Much of the confusion surrounding this basic point of the error-cost approach to antitrust rules can be read in the hearings on the Section 2 Report with proponents of more interventionist antitrust policy constantly invoking the mantra that we just don’t see that many false positives in the cases as evidence in favor of the lack of error costs. Some go so far as to argue that the social costs of a false negative in the context of monopolization is likely to outweigh the costs of a false positive. While monopolization can have the same economic impact as cartel behavior, of course, economic theory tells us that there are some offsetting forces to correct market failure in the case of false negatives but none for false positives. This was one of Easterbrook’s key points in the Limits of Antitrust. The other key point, which is not as well appreciated, is that errors are more likely when we do not have a good basis for identifying anticompetitive conduct. This is nowhere more true than in the case of monopolization. In this era of no monopolization enforcement, there ought to be bundles of empirical examples abound documenting exclusionary distribution contracts with convincing statistical evidence. The literature isn’t there. So I’m not sure exactly how one would identify the false negative if they saw it. On the other hand, the bulk of the literature on vertical restraints and single firm conduct suggests that the conduct is pro-consumer most of the time. Another point in favor of fearing false positives instead of negatives.

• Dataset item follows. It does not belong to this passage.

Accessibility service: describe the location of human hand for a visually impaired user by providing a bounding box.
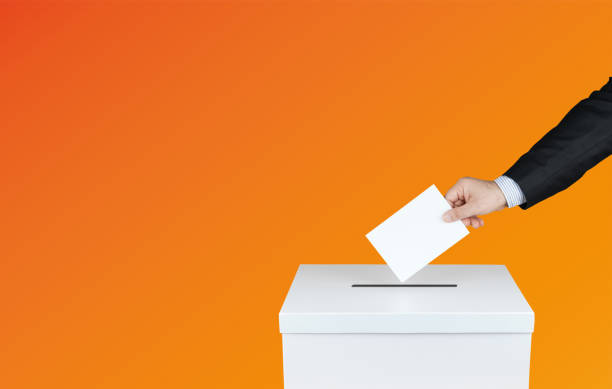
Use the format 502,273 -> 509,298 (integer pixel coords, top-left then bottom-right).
442,177 -> 506,228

Anyway, back to the paper. Its generally very good in framing the debate and pointing out what Section hearing panelists had to say on the issue. It doesn’t quite, at least to my tastes, separate out the issue of errors versus error costs nor the theoretical underpinnings of the error-cost approach sufficiently. Still, its good and better than most on this issue. And they do cite Easterbrook’s argument with respect to higher social costs for false positives relative to negatives. However, it wraps up the discussion with a little bit of a tone of “some say false positives, some say false negatives, lets ignore both of them because there is no evidence.” For example, on this issue it includes the following paragraphs:
This debate reflects both the potential promise of decision theory as an analytical framework and its current limits as a calibrated tool. While decision theory provides “a way to organize our thinking about legal standards,” the lack of reliable data limits its ability to identify optimal rules.186 As one panelist observed, “[F]alse positives [and] false negatives” should be considered “on the basis of empirical data and not on theoretical assumptions.”187 Yet the hearings suggested no basis for reliably quantifying the likelihood and magnitude of false positives and negatives under potential liability rules.

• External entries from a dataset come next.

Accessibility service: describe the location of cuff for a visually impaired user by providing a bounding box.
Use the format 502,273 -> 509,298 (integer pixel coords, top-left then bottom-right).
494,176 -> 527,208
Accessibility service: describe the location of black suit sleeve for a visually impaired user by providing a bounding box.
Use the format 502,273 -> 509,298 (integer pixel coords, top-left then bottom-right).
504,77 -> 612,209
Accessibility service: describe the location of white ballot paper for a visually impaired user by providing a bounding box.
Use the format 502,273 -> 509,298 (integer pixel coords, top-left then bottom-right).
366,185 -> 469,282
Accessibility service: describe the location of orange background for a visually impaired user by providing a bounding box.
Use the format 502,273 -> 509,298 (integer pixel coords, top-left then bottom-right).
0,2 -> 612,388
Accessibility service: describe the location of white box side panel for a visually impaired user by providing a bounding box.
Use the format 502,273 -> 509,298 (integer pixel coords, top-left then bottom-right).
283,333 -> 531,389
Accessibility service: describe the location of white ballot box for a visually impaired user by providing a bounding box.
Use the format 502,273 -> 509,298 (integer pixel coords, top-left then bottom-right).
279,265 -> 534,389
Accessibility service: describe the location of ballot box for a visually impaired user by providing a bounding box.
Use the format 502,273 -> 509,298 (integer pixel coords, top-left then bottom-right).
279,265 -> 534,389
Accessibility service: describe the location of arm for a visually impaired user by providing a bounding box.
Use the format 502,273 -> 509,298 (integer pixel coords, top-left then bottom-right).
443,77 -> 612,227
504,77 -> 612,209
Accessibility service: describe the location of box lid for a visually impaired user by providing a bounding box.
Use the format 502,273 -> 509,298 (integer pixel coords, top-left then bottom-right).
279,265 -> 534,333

When evidence is limited, decision theory primarily provides general directions and broad insights, leading courts and enforcers to identify circumstances in which concerns regarding either false positives or false negatives are likely to be especially significant, and where greater tolerance or heightened vigilance may be appropriate.188 The Supreme Court’s application of decision theory in antitrust cases has reflected these limitations, identifying two areas—predatory pricing and predatory buying—in which concerns regarding false positives warrant the use of a specially-designed test.189
The conclusion here on the error cost debate seems to be that the error-cost framework (and the decision-theory that necessarily goes with it) is less useful when we do not have empirical data on the likelihood and magnitude of false positives and negatives. Perhaps no data came out of the hearings on these issues, but there is a substantial economic literature on single firm practices ranging from RPM to exclusive dealing to tying. See, e.g. this recent survey of that literature by colleagues of these FTC authors over in the Bureau of Economics. There are authors surveys as well. E.g., Lafontaine & Slade.

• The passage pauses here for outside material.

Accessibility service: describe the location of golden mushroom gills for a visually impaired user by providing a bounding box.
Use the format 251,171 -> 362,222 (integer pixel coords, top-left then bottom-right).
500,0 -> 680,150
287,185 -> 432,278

Here’s a quote from the first linked survey piece by Luke Froeb, James Cooper, Dan O’Brien and Michael Vita summing up the state of play:
Empirical analyses of vertical integration and control have failed to find compelling evidence that these practices have harmed competition, and numerous studies find otherwise. Some studies find evidence consistent with both pro- and anticompetitive effects; but virtually no studies can claim to have identified instances where vertical practices were likely to have harmed competition.
The error cost approach allows one to focus on an evidence-based antitrust policy. And frankly, at least in the monopolization area, the empirical basis for a more aggressive policy just isn’t there no matters. Assertions about the rarity of judicial errors in favor of plaintiffs in antitrust cases do not change that given the current state of our empirical knowledge.